Recently, I posted on my regular blog about two separate incidents at the Grace Hopper Celebration of Women in Computing. One was a male allies panel gone horribly awry, and the other (which was all over the news outlets the next day) was a statement from Microsoft’s CEO about how women should trust the system and not ask for raises.
While both incidents were certainly not fun to witness, they at least served to highlight yet again some of the barriers and issues that women in tech face every day: the expectations that they will be “team players” and not speak up for themselves (and the real consequences they face when they do dare to speak up), the tone-deafness of men, the not being listened to and having their experiences discounted, etc. And both incidents sparked much-needed conversations: the wider ones when Nadella’s comments hit the mainstream media and when conference participants tweeted their reactions to the panel and the plenary; and the more intimate ones at the conference, in the hallways among conference-goers, and at a follow-up session the next day where 3 of the 4 male allies panel participants sat and listened to women tell their stories. The incidents certainly sparked some intense conversations among the students we brought to the conference as well—more on this in a minute.
Interestingly, and coincidentally, in the week or so leading up to the conference I had several conversations back at my campus with students (all CS majors, mostly women) about their summer experiences in REUs and internships. Each one of them shared roughly the same experiences: while they loved the technical work and challenges for the most part, they were a bit taken aback by some elements of the environments they found themselves in. Some of them were the only woman in their group. Some didn’t feel listened to by their peers. In some cases, they saw their male peers receive preferential or differential treatment or get more challenging assignments. None of this is news to any woman who’s worked in tech or in science more generally, but for my students, this was in most cases their first perceived experience with any sort of gender-based bias related to their work.
Now, these experiences tell me two things.
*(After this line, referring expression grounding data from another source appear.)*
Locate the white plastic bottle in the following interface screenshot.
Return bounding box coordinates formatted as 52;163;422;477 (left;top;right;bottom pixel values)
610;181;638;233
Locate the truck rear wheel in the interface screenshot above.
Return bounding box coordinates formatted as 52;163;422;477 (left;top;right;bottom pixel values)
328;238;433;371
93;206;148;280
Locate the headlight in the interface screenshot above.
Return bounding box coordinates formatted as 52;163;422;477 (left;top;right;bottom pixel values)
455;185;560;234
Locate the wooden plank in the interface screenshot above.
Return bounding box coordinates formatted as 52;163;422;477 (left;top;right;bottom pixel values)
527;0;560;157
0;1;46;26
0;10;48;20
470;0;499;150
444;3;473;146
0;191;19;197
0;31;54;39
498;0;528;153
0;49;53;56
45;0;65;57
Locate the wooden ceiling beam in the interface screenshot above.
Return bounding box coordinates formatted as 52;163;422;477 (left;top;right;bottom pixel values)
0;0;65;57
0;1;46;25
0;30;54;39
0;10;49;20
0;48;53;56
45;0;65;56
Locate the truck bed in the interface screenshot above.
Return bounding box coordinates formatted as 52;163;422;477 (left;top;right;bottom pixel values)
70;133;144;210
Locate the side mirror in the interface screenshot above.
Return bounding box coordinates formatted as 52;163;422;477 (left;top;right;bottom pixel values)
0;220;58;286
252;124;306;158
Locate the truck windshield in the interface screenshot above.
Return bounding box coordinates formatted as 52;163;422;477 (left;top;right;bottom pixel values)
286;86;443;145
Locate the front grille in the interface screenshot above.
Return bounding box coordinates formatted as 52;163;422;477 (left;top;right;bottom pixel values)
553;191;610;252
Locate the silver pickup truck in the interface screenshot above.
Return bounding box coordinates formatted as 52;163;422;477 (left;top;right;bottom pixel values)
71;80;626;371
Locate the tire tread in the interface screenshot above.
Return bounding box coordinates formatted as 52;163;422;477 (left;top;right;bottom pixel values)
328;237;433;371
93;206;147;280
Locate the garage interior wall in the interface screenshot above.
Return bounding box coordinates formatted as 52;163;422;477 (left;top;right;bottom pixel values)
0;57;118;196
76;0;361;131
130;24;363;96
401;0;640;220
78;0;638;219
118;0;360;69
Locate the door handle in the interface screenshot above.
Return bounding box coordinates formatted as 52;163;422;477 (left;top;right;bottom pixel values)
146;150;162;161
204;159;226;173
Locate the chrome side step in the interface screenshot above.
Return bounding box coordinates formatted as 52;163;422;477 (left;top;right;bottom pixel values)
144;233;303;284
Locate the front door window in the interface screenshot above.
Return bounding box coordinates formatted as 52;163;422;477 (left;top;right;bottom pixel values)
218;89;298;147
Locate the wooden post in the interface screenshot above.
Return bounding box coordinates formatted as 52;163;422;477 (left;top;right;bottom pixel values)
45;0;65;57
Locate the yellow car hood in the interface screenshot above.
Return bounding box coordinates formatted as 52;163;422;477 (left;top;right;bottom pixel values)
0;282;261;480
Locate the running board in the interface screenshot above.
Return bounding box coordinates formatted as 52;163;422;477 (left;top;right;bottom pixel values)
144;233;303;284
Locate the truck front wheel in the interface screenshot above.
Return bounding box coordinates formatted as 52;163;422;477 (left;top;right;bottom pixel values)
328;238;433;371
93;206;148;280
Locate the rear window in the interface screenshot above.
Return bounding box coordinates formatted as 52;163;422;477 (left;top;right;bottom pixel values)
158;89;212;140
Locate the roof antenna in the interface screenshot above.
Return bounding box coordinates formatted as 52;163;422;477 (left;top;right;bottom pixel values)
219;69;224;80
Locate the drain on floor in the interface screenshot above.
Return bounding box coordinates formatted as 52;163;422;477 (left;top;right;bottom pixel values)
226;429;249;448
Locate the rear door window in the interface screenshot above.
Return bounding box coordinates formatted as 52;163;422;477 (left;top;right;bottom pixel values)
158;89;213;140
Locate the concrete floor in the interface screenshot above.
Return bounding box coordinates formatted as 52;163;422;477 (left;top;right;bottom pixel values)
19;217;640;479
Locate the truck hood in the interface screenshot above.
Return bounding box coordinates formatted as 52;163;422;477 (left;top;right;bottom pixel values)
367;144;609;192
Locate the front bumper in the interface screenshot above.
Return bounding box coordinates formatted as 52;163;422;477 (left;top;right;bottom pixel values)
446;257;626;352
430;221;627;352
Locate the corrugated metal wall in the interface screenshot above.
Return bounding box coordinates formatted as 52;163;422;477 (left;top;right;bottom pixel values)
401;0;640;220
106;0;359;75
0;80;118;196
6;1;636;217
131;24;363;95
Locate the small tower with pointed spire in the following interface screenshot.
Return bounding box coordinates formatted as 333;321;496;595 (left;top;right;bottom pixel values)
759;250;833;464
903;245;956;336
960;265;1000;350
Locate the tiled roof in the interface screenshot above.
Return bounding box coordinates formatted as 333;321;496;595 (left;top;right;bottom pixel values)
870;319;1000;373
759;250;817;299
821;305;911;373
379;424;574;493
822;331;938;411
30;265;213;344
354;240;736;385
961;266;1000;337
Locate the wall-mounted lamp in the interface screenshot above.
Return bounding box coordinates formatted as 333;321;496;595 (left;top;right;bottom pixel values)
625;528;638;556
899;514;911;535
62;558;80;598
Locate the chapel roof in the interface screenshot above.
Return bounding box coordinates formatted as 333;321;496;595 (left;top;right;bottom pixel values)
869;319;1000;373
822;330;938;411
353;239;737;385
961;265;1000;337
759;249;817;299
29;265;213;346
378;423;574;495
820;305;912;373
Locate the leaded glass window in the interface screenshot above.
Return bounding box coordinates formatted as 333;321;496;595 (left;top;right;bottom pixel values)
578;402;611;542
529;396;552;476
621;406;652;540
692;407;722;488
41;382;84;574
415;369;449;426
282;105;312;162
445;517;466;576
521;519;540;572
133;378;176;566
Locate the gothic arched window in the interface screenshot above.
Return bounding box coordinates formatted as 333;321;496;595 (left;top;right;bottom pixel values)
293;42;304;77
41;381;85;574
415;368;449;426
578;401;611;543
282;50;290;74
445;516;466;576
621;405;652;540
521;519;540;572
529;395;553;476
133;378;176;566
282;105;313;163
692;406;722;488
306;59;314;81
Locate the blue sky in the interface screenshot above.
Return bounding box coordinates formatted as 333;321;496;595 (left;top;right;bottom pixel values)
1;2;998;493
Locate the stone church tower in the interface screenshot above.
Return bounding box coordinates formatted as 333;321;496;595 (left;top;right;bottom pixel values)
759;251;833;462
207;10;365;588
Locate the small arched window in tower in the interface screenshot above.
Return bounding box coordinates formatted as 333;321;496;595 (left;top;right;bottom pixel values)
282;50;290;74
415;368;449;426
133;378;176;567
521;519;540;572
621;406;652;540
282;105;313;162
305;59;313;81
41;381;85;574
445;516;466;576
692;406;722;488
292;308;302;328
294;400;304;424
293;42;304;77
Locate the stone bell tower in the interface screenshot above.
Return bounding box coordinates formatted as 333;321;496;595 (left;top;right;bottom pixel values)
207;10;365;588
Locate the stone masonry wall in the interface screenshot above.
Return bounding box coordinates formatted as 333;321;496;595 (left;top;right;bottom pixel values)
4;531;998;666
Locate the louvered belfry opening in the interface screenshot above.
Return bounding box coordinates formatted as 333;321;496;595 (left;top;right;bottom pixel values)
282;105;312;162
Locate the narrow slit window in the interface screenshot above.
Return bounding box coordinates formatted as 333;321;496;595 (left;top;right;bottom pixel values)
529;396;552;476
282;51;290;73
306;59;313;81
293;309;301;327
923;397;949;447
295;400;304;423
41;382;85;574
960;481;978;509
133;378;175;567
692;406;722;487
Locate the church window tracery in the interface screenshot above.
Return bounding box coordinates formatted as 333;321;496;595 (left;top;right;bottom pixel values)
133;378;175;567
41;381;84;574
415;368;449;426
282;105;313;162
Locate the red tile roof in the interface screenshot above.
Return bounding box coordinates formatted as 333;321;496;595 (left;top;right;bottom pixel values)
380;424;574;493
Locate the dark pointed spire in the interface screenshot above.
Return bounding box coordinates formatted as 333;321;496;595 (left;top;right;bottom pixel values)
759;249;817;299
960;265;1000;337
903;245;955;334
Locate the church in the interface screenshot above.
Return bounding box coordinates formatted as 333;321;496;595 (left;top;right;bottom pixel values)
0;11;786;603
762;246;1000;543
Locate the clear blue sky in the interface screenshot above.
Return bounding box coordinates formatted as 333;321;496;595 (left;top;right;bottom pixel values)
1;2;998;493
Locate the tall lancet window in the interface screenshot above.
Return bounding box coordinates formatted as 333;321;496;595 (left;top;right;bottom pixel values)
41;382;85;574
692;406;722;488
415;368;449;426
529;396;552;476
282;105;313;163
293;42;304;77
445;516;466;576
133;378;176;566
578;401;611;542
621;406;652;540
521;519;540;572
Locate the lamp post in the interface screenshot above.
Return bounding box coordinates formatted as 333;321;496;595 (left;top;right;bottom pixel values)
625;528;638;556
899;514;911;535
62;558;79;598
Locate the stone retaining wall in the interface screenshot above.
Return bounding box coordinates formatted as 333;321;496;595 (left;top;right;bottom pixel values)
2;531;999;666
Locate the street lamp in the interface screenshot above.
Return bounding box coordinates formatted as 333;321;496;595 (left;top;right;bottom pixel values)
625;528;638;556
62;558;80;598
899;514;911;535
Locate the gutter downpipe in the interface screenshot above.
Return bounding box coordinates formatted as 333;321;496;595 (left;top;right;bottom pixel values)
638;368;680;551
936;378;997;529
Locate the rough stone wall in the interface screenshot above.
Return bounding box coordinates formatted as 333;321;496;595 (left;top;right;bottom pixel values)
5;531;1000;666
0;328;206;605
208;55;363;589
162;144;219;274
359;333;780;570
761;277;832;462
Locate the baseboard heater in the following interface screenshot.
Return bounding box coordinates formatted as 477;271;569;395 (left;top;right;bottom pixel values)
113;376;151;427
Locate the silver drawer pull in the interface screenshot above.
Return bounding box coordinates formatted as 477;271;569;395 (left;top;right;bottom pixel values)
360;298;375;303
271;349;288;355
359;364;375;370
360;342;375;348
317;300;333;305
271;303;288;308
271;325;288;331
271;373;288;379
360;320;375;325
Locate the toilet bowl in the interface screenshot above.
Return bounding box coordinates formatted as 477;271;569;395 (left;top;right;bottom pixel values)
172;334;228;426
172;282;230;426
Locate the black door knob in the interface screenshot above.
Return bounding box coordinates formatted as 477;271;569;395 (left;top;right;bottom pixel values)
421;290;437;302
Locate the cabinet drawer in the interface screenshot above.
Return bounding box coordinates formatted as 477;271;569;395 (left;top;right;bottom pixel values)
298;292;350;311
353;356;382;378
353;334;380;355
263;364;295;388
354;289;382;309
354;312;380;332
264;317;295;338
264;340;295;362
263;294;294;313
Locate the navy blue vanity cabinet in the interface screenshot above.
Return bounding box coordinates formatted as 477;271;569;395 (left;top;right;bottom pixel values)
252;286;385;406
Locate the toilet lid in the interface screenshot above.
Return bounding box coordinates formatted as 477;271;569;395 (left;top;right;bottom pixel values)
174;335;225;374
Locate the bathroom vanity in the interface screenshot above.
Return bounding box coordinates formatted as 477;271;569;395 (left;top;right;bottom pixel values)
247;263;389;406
One, we’ve fostered a pretty darn good, supportive environment here, or at least for this subset of students. They’re either not experiencing the thousand paper cuts, or they’re not registering the paper cuts, or not registering many of them. In my conversations with my female colleagues in other science departments at my institution, this seems to be the general experience of many women students in science here.** And two, as a result, we’re not preparing them for the moment they go out into the Real World and realize that not all science/CS departments are as supportive as we are. (Good news, bad news?) In fact, the students at the conference mentioned this second point explicitly.
When this subject came up at the conference among our students, in light of the events that happened there and various mealtime conversations about summer experiences, the students joked that maybe we faculty should have “The Talk” with them before they went off to do internships or REUs or jobs, similar to the “birds and bees” talk they all got from their parents. Even as we joked, though, we realized that there may be some merit there: that somehow we should equip our students to deal with the less supportive managers, colleagues, and cultures that they will likely encounter beyond the bubble of our institution.***
This got me thinking. Suppose we did have “The Talk” with students.
- What would this look like? A panel discussion? A Q&A? A set of tips? Role playing?
- What studies, or data, if any, should we present? How much should be evidence and how much should be anecdote?
- What information should we include? Some things that come to mind immediately are implicit bias, impostor syndrome, strategies for being heard, identifying allies and mentors and sponsors, evaluating a culture on an interview. I’m sure I’m missing a lot here.
- Is this a “safe space”, women-only discussion? If so, do we only have women faculty present, or are the voices of male faculty appropriate here? If not, how do we ensure that the presence of men doesn’t shut down valuable discussion, and on the flip side, how do we include strategies for the male students to be better allies and colleagues to their female peers?
So I’d like to ask you, readers of this blog. If you could have “The Talk” with your students, how would you do it? Have you done this? If so, how did it go over and how did you do it? I’d love to hear your ideas in the comments!
** Certainly not all, and certainly not for women and men of color, I suspect. I don’t want to generalize too far and pat ourselves on the back too much, because surely we can still improve on our culture!
*** It goes without saying that yes, we should work to change the culture too, but I consider that a separate issue. We need to equip our students to work effectively within the existing structure so that they are enabled to change that culture from within.